But it's also very, very hard to get the impression click data to join across many, many dimensions. So if you have several ancillary dimensions that you've added to your impression and click data, you're going to have a hard time getting the joins to process with any kind of reasonable amount of time. So we take a look at this on a little bit deeper level, you know, the real problem that we're running into with third normal form is that the scalability isn't there. And the distributed query engine isn't there. And the other issues that we were experiencing with big data is that you really have a hard time getting joins for highly normalized datasets. And for those of you that may not know what normalized means, if you have one really, really big table with all kinds of fields in it, something like a name attribute might be associated with your you know, or a street address, or those kinds of things might be associated with you as an individual. And that data, if it was in a record set would require that you have highly redundant information, because every record that comes across that you are part of would have to have that information In order for somebody to be able to cross reference, say, I want to know all of the transactions that occurred in Vermont. So by looking up, but by actually having that into a separate table, that's that holds your address, it only holds the address record once as opposed to holding it for every single other click, you ever clicked inside of whatever application you're working through. And it's very useful to be able to normalize that information so that it takes up less space in this system.

And it processes much faster if you're dealing with a single node or a single machine. But when you're dealing with a really, really large scale environment, such as what Facebook has with their impression and click data, it's very, very good to have something that's capable of dealing with it at that scale. So all is cool in the metaverse. And really what we're looking at here, there's a couple of different architectural setups there. And we talked a little bit about the data problem versus the business problem. The data problem being how much data can you actually process and something like Presto is very, very good at dealing with large amounts of data. The third normal form data, which is the normalized that we were talking about just a moment ago, that normalized information where you have all of the information only stored in as with as little redundancy as possible, that information being stored in an RDBMS type platform or relational database management system is optimal.
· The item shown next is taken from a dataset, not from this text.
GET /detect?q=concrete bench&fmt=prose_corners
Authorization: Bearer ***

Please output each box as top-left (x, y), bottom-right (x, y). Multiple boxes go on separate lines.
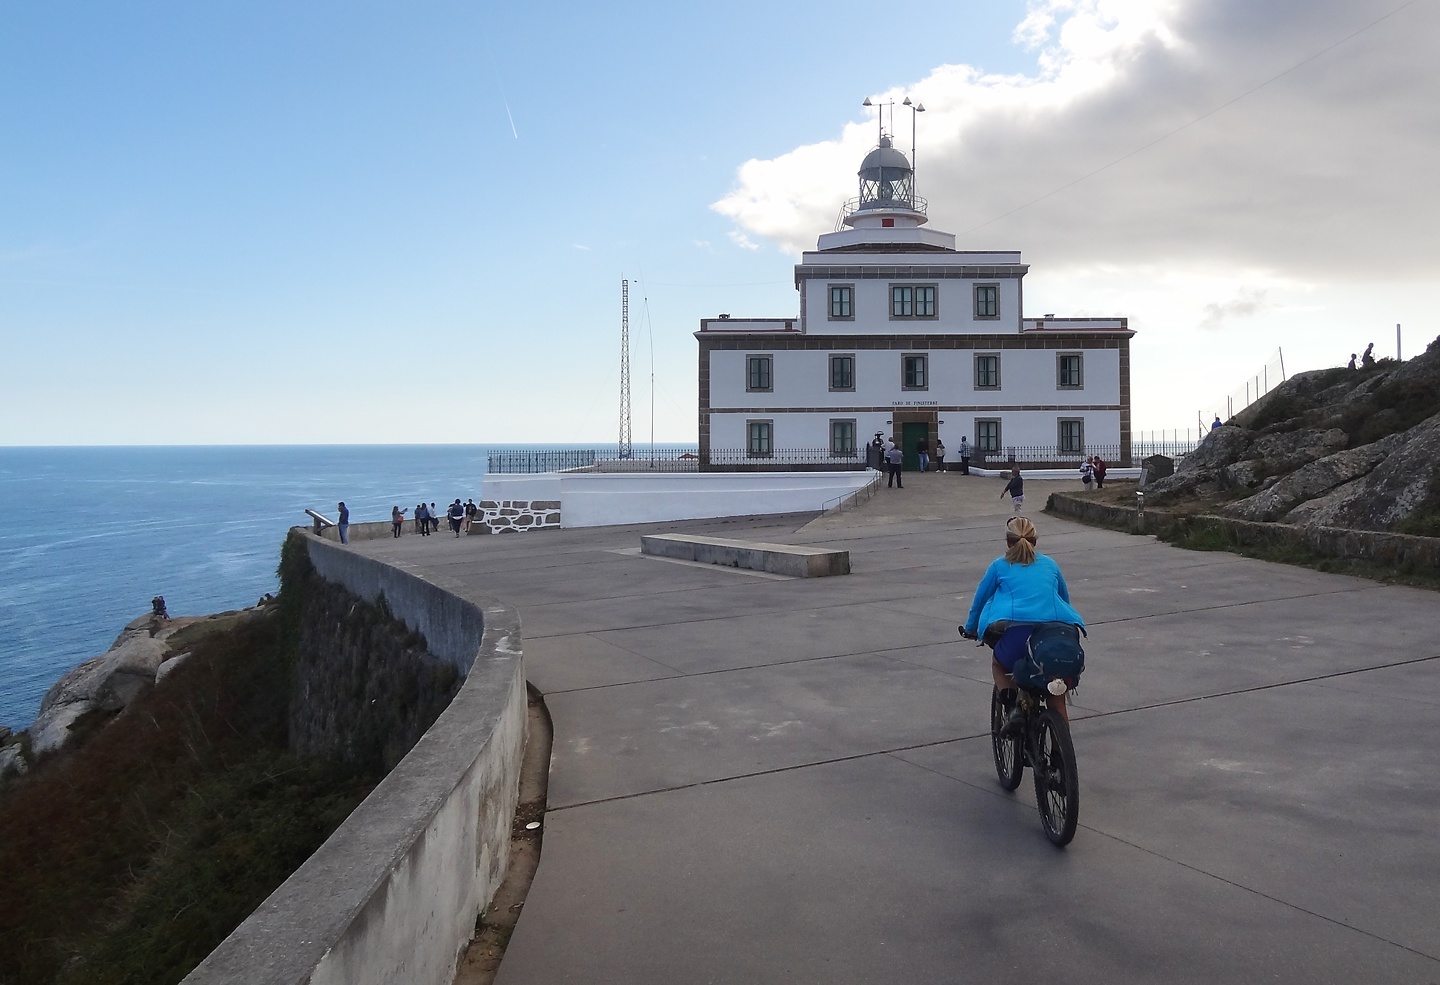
top-left (640, 533), bottom-right (849, 578)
So to speak a little bit about RDBMS versus what you might experience with a big data platform. Big data platforms usually have some ability to do bucketing, of course, and also partitions. So you do have some tools that you can use to minimize the amount of data that's being read before you actually start processing the joins. But outside of that, anything that you do that joins two tables together is going to require nested loops in a big data environment. So in a nested looping situation, you have two records that have to be compared to each other, that's great, it's just one to one it knows right what they are. Once you have two records on each side, you now have four loops, because you have to have compare the first one to the first one, the first one to the second one, the second one to the first one and the second one to the second one.
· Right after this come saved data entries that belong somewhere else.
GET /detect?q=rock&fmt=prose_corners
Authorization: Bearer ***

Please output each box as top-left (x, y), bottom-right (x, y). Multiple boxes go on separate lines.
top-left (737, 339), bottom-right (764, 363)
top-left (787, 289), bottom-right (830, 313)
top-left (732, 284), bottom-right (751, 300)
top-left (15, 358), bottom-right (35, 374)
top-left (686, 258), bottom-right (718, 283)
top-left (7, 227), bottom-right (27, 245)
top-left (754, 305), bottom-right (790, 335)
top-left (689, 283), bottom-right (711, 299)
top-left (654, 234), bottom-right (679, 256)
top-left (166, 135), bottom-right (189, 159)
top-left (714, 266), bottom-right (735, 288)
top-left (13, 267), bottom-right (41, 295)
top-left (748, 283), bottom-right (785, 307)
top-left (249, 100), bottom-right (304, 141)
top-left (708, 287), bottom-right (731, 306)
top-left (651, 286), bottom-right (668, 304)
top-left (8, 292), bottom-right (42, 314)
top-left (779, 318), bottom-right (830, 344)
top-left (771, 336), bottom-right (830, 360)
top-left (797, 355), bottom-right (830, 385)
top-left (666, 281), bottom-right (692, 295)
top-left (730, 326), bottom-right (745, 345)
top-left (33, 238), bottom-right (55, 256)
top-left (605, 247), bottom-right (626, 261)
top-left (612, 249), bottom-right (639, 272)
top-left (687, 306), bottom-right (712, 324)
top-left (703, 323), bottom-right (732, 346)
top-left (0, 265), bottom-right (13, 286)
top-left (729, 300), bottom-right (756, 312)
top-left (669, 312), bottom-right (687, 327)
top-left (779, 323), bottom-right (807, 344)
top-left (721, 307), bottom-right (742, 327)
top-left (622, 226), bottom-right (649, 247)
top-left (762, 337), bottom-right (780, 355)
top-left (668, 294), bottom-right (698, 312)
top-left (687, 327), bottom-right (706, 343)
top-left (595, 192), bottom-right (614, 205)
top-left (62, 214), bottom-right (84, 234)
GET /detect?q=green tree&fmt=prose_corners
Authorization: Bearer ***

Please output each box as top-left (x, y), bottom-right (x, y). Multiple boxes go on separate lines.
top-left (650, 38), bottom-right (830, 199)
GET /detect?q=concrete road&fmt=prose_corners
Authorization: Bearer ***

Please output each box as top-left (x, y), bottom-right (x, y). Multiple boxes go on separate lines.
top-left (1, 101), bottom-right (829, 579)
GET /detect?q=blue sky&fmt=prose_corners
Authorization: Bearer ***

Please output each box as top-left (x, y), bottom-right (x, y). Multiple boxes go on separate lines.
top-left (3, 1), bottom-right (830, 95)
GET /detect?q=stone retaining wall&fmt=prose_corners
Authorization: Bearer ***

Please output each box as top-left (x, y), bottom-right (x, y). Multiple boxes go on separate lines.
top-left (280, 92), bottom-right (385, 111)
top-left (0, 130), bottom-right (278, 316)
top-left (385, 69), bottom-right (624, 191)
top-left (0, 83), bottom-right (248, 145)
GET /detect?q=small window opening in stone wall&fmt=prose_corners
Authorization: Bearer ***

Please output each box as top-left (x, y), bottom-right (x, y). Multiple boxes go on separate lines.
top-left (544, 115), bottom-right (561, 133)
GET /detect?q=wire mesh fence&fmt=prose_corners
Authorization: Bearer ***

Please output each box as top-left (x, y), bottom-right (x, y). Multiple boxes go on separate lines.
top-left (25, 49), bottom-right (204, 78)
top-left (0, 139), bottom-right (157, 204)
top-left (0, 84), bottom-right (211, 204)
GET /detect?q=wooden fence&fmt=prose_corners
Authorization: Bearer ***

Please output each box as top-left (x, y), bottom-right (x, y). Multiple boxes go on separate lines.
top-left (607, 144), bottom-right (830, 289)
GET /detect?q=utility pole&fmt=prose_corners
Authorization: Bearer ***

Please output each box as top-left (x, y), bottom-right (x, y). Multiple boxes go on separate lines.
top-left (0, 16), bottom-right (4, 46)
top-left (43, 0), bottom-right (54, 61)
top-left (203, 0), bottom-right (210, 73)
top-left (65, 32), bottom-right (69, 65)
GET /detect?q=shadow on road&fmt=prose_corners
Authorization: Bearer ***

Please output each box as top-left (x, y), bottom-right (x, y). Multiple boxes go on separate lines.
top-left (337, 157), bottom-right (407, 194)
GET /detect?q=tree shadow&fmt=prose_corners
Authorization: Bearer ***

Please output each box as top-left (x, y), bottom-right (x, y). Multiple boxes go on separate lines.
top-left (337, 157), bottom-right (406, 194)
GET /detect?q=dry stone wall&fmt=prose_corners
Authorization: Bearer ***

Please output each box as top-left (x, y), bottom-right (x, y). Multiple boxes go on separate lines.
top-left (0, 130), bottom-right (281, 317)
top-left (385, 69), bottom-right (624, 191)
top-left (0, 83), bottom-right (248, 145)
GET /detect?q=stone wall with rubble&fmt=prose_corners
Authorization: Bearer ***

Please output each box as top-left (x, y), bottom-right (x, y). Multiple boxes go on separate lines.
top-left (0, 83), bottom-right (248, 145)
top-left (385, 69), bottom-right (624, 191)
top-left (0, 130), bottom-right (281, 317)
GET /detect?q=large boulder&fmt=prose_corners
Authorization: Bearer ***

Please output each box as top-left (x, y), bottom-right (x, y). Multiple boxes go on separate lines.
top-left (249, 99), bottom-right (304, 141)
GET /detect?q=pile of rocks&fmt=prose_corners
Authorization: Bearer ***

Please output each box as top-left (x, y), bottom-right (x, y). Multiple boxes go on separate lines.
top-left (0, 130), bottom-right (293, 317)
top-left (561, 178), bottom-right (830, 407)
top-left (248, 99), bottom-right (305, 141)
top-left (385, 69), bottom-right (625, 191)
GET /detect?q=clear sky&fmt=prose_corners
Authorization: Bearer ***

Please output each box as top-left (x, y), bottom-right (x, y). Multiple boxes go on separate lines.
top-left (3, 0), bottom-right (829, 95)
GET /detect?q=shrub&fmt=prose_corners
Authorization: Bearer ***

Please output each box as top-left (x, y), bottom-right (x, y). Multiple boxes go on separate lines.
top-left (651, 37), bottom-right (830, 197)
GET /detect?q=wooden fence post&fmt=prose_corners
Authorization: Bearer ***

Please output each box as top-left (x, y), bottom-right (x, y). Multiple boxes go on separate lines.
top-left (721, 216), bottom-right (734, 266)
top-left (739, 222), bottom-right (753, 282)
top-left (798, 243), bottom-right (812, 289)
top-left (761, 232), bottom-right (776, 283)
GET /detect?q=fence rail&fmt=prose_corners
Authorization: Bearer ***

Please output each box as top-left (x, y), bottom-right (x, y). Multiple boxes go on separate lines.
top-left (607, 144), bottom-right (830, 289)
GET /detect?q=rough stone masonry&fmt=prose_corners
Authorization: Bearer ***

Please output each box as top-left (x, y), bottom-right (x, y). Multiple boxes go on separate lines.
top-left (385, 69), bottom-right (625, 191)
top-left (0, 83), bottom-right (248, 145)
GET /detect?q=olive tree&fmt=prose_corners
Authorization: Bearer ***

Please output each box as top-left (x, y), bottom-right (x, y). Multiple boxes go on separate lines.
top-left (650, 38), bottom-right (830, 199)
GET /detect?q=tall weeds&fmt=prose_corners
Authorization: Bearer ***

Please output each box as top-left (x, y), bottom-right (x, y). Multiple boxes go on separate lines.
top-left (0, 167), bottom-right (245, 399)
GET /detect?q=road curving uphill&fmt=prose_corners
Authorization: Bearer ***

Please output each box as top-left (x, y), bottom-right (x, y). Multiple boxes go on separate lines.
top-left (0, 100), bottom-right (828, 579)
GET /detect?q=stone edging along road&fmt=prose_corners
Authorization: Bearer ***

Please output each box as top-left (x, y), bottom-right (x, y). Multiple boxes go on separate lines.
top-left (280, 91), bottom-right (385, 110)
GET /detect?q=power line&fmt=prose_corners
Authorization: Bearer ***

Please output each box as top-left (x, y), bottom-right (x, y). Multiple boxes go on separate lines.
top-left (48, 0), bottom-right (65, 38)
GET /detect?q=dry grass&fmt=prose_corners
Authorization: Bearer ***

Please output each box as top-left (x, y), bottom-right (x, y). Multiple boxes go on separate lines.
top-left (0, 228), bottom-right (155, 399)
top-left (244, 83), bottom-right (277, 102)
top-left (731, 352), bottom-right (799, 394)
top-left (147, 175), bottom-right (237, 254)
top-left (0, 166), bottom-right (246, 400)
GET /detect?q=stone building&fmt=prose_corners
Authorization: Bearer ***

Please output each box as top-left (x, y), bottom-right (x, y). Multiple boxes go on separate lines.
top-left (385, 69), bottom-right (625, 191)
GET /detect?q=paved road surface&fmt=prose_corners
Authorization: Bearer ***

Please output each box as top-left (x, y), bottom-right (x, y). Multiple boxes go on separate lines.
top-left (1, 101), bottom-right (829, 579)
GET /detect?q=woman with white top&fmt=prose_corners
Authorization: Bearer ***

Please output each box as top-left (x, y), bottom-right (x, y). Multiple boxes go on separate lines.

So the bigger that gets, you know, you have a basically, an In squared problem, you've got to you've got an issue where you're going to start creating more and more and more processing cycles to accomplish the same thing. And it will do it, it'll get through it because it's going to basically brute force it and scale it out and put it to as many places as it has to finish that. Whenever you have two tables where you have, where you have one table that you have partitioned and broken out, the system will take the second table, whichever is the smaller of the two, and distribute it all across all of the different nodes it is going to do this join processing on and it takes the wreck of the original table the larger of the two and breaks it into however many nodes worth of pieces you have. So if you have 10 nodes, it'll break it into 10 pieces, ship each of those 10 pieces to a different place and compare that 10th to the entire second table and do the same thing. The join processing at that point will be done through nested loops. In contrast, Third normal form data lends itself better for business problems. And the reason it's better for business problems is because in the third normal form data, you have that compacted information where your address only occupies one line as we talked about earlier. And having that information compacted at that level means that you only have to read it once for that one ID and that'll be in memory at that point. And then every other time that Id shows up in the original data, it just looks in memory and says oh, that's the value that I need.

So third normal form data is very, very fast doing joins. It's also indexed and without going into, you know, big discussion on how indexes work, indexes make it so that the system only has to do you know 2,3,4 reads usually or maybe you know you can get Add a billion records with something less than seven reads and find any specific individual record that you need in most cases. So, in third normal form data, the indexing ability that it has, is superior to using bucketing and that sort of thing and in a big data environment. So if you have highly redundant information in your data set, third normal form data is absolutely faster at being able to get at what your users want to see. So modernizing our legacy analytic stack, what we did for the accounts receivable portion of our of our finance implementation, we have Incorta. Now pretty much fully operating in place of what we used to use for OBIA, and Vertica and OBIEE, Tableau and our stack, there are still some Tableau reports that's that are legacy that are that are still involved in that. But one of the things that's really, really great about the product is that it's interchangeable. So you can stack Tableau on top of Incorta, and be able to pull out whatever you need to from either location. So if you prefer the tableau user experience, with, you know, visualizations that that are extremely robust and have all kinds of flexibility, you can do that. One of the huge advantages to Incorta in that comparison, and one of the reasons why it's become so popular is that we actually cross trained a bunch of our employees on how to build reports.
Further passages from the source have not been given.